“I got my own back” – Maya Angelou
We’ve often heard of the term “victim mentality” or “victim complex”. Psychologists define this term as someone who has a dysfunctional mindset characterized by an incessant need to feel persecuted in order to gain attention or avoid responsibility for oneself.
It may be annoying to be around someone who is always complaining about how their life isn’t quite going their way and how everything is falling apart. They tend to act as though they can’t do anything about it. They even go out of their way to sabotage things for themselves because they feel like they don’t deserve good things in life.
We all know someone who would rather cry and complain rather than doing something about their situation. People with victim complexes have a tendency to victimize themselves in order to gain sympathy. They wallow in self-doubt and negative self-talk rather than taking matters into hand and fixing it.
The foundation of Victim complexity is built around three core beliefs. They are:
- You are destined to experience bad things
- These bad things that are happening are occurring because of a situation or a person
- There is really no point in trying to change these negative events since they are destined to happen and any efforts to prevent, change, or avoid are of no value.
This condition is a learned behavior that people can unlearn with some effort and self-determination. There are some character traits that are seen in people with a victim complex. Here are some of the signs of victim complex:
1. Giving up easily
People with a victim complex will find any reason why it’s not going to work out and make excuses before starting the project. They tend to give up easily without taking action. Giving up is easier than trying to think of solutions to a problem at hand. There’s no fun putting effort into something you are confident won’t work out
This is a fairly important sign of victim complex. They don’t believe in themselves and so they don’t follow through with the amazing ideas that come to their mind. They tend to put it off, make excuses, find an escape or a way around it, rather than live life. Self-doubt also becomes inevitable by thinking things like “I’m not smart enough for that job”, “they won’t like me the way I am” or “I am not that talented to succeed.”
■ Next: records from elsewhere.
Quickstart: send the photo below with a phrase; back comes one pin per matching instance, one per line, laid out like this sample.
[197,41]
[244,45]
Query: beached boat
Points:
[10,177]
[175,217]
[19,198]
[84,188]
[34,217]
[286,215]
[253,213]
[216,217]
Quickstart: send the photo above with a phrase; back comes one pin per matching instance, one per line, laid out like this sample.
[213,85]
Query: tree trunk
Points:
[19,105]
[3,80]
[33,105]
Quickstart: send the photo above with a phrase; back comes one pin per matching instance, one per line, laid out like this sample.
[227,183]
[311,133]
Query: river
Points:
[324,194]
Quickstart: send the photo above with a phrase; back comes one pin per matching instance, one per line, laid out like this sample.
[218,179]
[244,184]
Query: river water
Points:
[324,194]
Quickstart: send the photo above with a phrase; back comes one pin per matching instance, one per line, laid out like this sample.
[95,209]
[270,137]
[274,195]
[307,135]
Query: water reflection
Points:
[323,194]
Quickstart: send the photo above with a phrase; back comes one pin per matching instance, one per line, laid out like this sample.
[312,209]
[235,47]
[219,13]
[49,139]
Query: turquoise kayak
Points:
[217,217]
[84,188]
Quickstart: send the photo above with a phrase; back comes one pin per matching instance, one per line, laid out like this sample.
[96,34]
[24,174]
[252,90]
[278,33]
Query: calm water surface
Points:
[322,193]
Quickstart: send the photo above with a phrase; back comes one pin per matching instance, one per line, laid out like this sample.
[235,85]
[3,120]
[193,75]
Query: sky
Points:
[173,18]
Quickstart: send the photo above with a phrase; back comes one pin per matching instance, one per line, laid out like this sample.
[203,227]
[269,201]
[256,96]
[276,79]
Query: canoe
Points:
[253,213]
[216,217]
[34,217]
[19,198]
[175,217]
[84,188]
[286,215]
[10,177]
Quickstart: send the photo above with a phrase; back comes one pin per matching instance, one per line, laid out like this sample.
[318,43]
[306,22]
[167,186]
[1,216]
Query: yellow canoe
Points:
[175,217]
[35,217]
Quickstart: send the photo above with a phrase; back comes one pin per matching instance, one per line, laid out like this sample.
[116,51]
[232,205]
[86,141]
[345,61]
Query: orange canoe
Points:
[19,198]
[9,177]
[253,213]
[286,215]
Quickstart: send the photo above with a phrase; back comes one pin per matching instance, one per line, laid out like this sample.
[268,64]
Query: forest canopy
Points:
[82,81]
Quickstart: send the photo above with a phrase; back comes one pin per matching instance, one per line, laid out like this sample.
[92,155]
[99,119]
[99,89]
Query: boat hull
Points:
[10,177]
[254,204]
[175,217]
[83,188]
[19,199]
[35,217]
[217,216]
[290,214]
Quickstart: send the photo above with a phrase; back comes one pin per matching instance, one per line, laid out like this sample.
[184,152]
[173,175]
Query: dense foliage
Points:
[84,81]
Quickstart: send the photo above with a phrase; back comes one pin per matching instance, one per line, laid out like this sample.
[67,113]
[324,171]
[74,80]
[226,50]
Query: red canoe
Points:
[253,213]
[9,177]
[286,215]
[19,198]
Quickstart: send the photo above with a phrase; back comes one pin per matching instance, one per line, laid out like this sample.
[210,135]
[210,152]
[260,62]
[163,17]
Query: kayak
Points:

3. Letting others take control of their life
They let others dictate how to live their life because they feel that others know more than their own lives. Taking life decisions based on someone else’s opinion is letting others control their life. This way they do not take responsibility when things go wrong and blame others for the mess.
4. Negative self-talk and Self-sabotaging life decisions
They are an extreme internal critic. That is why they tend to make self-sabotaging life decisions. This makes them continue to be in a state of “not being good enough”. They continue to engage in negative self-talk such as “everything bad happens to me”, “I can’t really do anything about it, so why bother?”, or “no one cares about me”. Negative self-talk can damage a person’s ability to be resilient that makes it harder to bounce back from life challenges and heal.
5. Trying to please everyone at the cost of yourself
They run around trying to please everyone even when the cost is themselves. They want to hit a crisis so that they can be rescued. This then becomes everyone else’s fault because they were busy paying attention to others instead of themselves. They place blame on others for not meeting their demands. This is one of the most important signs of victim complex.
6. Being bitter and resentful for not living life
Due to their constant fear of being alone, they end up trying to please everyone else but them. Their primary focus is on pleasing other people instead of themselves. When everything falls apart, they end up feeling bitter and resentful and not in control of their lives. The ultimate sign of victim complex is relying on others to keep them happy instead of fulfilling their own unique selves.